Autore: Alan J. Flavell Data: To: Exim-Users (E-mail) Oggetto: Re: [exim] Iconv
On Mon, 3 Oct 2005, Ron McKeating wrote:
> > As you see, those raw bytes have been written to the log. You're then
> > pasting them into your mail to this list, that's advertised as
> > iso-8859-1, resulting in the unreadable sequence of accented Latin-1
> > characters that I (and presumably most of the rest of us) are seeing.
I've given this a bit more thought, and, really, I'd have to say that
it's illogical to write raw bytes to the log without any character
encoding indication, since (1) it could result in almost any bytes
appearing in the log, and confusing parsing routines and (2) it loses
information which might prove to be important later.
Assuming that it's really impractical for exim to map everthing it
gets from MIME-encoded headers into some Unicode format for internal
use, the only alternative that comes immediately to mind would be to
log the actual MIME-encoded version instead, i.e in this case it would
be:
=?GB2312?B?0e7PyMn6?=
which (although equally human-unreadable as the raw bytes) at least
has not lost information, and is capable of being decoded to
human-readable format for anyone who can read that writing system.
I suppose it's a question to Phil as to whether it would be
practicable to do that (it ought to be done consistently in any of the
places where such data gets into the log, at least from conforming
headers, which I believe this was).
Of course this would have to be accompanied by whatever fixes were
needed in log-parsing utilities to ensure that their parsing, at
least, wasn't broken by this "new" format appearing in the log.

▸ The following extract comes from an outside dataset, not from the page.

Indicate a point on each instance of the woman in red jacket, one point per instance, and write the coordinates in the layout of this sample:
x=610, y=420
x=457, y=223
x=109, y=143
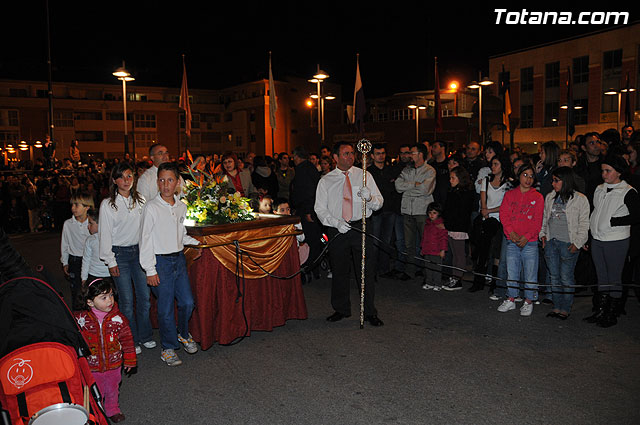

> Well the header I put in above is the header for the vacation reply,
> and what you see there is how it appeared in the log when viewed
> with exigrep and vi.
Yes, but that's only successful very indirectly. It just so happens
that we both work in a Latin-1 locale - so you see those raw bytes as
Latin-1 characters, but presumably anyone who worked in a different
locale would see something different in vi. Hence the importance of
also *describing* what one is seeing, rather than merely pasting raw
bytes. I recall a totally incomprehensible email conversation with
someone who was seeing Cyrillic (because he worked in koi8-r) but
refusing to say so, merely assuring me that I could see for myself -
but what I was seeing in his raw mail was accented Latin-1! (The
standoff was finally resolved, otherwise I wouldn't have been able to
explain it here...).
Doubtless a Chinese user of exim would be baffled by our inability to
see the "proper" Chinese characters in the log (but might instead
complain if we happened to log some accented French character string
there).
> Tom Kistner has said he may take at look at his exilog package to
> see if there is anyway to stop this from breaking exilog. Lets see
> how that goes.
I doubt that the raw byte string can contain white space or a zero
byte, but, in general, I guess it could contain pretty much anything
else. Curious that this issue doesn't come up more often...?